Подойдя к лестнице, Шнайдер постучал по одной из ступенек прикладом.
— Не знаю, что-то боязно лезть, — нимало не смущаясь, проговорил он, — дерево-то все прогнило. Да и голова у меня кружится, сами знаете!
— Шнайдер!
Снова оклик прозвучал резко, как удар бича, и фельдфебель яростно замахал пистолетом. Немцев отделяло от нас теперь всего каких-нибудь пятнадцать-двадцать метров, я смахнул слезы с ресниц и подумал, до чего же все это неправдоподобно, будто какое-то представление, сцена из спектакля, а мы зрители и при этом почти что мертвецы. Мне хотелось знать, чувствует ли все это Мартин, и я покосился в его сторону, но увидел лишь, что он наэлектризован и напряжен и у него вот-вот лопнет терпение: он весь сжался в комок, и ему явно не терпелось выпустить всю обойму в тех троих, что сгрудились у каланчи. А Герда лежала слишком низко и наверняка не видела ничего. Я осторожно передвинул ногу и, вероятно, коснулся ее щеки и тут же почувствовал ее руку на своей щиколотке и ощутил легкое пожатие, точно своеобразный привет.

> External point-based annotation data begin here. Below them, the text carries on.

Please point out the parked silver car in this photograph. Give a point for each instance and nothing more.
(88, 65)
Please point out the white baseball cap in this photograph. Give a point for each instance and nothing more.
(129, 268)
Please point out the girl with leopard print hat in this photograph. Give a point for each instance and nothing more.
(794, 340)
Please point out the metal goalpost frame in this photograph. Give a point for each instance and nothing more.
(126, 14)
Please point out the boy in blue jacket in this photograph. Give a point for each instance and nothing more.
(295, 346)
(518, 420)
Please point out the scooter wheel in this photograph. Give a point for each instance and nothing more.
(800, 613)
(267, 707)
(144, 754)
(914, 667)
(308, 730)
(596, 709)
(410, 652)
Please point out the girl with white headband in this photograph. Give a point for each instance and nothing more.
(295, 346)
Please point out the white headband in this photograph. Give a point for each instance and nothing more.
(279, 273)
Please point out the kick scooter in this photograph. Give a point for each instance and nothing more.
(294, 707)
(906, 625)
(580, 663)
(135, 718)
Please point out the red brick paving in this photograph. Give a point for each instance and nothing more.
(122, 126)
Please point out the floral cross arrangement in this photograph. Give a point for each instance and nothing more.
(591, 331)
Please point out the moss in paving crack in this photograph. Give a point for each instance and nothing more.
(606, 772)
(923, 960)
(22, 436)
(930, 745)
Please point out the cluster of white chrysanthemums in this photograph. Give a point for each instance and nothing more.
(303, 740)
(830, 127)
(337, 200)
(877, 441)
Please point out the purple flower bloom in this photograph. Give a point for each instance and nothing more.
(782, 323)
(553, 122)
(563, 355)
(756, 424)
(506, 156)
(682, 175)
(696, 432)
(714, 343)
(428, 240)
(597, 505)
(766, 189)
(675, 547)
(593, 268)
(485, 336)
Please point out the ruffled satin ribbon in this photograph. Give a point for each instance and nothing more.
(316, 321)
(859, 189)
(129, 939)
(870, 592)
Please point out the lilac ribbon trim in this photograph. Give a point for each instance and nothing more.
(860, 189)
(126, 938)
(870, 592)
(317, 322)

Солнце уже вышло из-за верхушек сосен, и мы отчетливо видели немцев, за исключением того, четвертого, который по-прежнему скрывался под сенью деревьев. Шнайдер прислонил винтовку к стене каланчи и неторопливо полез наверх, по нескольку раз проверяя каждую ступеньку, затем, взобравшись на лестничную площадку, остановился и, держась за подпорку, свободной рукой прикрыл глаза от солнца.
— Я уже говорил, — прокричал он, показывая вокруг рукой, — никого здесь нет!
— Лезь до конца!
Фельдфебель несколько успокоился, когда Шнайдер полез дальше, он засмеялся тонким деревянным смехом и что-то сказал Робарту, но парень никак не реагировал на его слова, он стоял расслабясь, глядя в воздух, и на лице у него было мягкое, почти мечтательное выражение.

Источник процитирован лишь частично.